Circle of Hope School Sex Abuse Lawsuits Mount, Including Allegations of Forced Labor

Two Missouri boarding schools face at least 30 lawsuits by former students, who indicate they were sexually, physically, and emotionally abused at the religious-based institutions.

Since September 2021, 30 lawsuits have been filed against Missouri’s Agape Boarding School or Circle of Hope boarding school, each indicating that former students of the affiliated religious schools were physically abused, tortured, starved, molested and assaulted, which the Missouri State Highway Patrol investigation says appeared to have been standard operating procedures at the private boarding schools over a period of nearly 30 years. Agape was a boy’s boarding school and Circle of Hope was a girl’s boarding school founded by former administrators of Agape.

Recent lawsuits have focused on Circle of Hope, the girls’ school, including a complaint (PDF) filed on August 12 by Maggie Drew, a former student who says she was not only sexually abused, but that the owners stole her inheritance money and forced her into illegal child labor.

The case was filed in the U.S. District Court for the Western District of Missouri and names Boyd and Stephanie Householder, owners of Circle of Hope Girls Ranch and Boarding School and former directors of Agape Boarding School in Missouri, and Jeffrey Ables, director of Circle of Hope, as the defendants.

The Householders were directors of Agape for years before founding Circle of Hope.

In March 2021, the Householders were charged with 102 counts of felony abuse, neglect, endangerment, sexual abuse and other charges centered on their management of Circle of Hope.

Drew indicates she was only 15 when she was falsely accused of engaging in sex and drugs by a pastor, and then was committed without her knowledge to Circle of Hope after her parents believed her pastor over her. It was there that the abuse began.

Circle of Hope Child Abuse Allegations

“During her time at Circle of Hope Girls Ranch, she was subjected to physical, sexual, and mental abuse and torture,” Drew’s lawsuit states. “She was also forced into servitude and required to administer punishments to the children at the Circle of Hope Boarding School on threat of serious bodily injury.”

Drew notes new girls at the facility were assigned a guide, whom they had to stay within three feet of at all times. If they strayed more than three feet away, the guide was given permission to physically assault the girl, tackling her and holding the child down on the floor. Students would be trained to be a guide and given permission to physically assault and restrain other students as a reward for obedient behavior, Drew claims in the lawsuit.

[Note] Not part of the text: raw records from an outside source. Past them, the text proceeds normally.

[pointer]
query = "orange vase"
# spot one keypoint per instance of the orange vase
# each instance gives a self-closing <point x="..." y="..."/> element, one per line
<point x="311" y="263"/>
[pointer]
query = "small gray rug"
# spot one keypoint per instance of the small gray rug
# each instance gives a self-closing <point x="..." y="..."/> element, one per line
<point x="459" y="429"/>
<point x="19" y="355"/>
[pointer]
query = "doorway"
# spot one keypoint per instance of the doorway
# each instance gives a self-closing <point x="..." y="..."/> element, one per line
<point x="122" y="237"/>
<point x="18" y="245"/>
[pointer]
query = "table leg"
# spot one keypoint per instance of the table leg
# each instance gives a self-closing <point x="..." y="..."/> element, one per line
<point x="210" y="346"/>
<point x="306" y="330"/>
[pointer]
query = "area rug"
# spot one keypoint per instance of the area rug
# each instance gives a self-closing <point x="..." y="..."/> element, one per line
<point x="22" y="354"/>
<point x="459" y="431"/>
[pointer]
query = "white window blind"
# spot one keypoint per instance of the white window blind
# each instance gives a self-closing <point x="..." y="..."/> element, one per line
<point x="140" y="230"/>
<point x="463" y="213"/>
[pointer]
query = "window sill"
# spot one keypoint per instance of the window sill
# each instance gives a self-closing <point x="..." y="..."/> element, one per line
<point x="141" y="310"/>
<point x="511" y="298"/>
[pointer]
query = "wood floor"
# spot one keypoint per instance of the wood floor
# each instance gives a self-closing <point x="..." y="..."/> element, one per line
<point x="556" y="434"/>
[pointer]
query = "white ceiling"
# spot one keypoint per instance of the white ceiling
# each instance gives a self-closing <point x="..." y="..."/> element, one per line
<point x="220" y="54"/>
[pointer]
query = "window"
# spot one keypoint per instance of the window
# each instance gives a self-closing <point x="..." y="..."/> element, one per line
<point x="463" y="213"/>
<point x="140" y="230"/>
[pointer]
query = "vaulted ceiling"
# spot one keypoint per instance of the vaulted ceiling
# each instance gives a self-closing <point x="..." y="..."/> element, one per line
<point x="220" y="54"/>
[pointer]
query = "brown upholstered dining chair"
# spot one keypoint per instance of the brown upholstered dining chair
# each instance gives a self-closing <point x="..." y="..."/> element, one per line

“The Householders used the students as non-paid workers. The girls bucked hay for neighbors and the community, they cleared trees, and dragged brush while on their hands and knees. They weeded out rows and rows of gardens. They fed, watered, and otherwise cared for the livestock,” Drew says in the lawsuit. “Sometimes Boyd or Stephanie would require them to scrub the floors with toothbrushes.”

On top of the boarding school abuse, lawsuits also accuse the facilities of violating the Missouri Merchandising Practices Act, by deceiving parents and concealing information about what was being done to their children. The lawsuits claim parents were told, incorrectly, that the schools did not use corporal punishment, or restraint positions, such as chokeholds, except in brief and extreme circumstances. The students and investigators say that information was false.

Missouri was one of seventeen states that exempted religious boarding schools from state child welfare and education authority regulatory oversight, which was granted under a 1982 law allowing religious organizations to claim licensing exemption. However, in July 2021 a new law in Missouri was passed, known as The Child Residential Home Notification Act, which requires all religious boarding schools to register with the state and mandate federal criminal background checks for all employees and volunteers, as well as adhere to fire, safety and health regulations.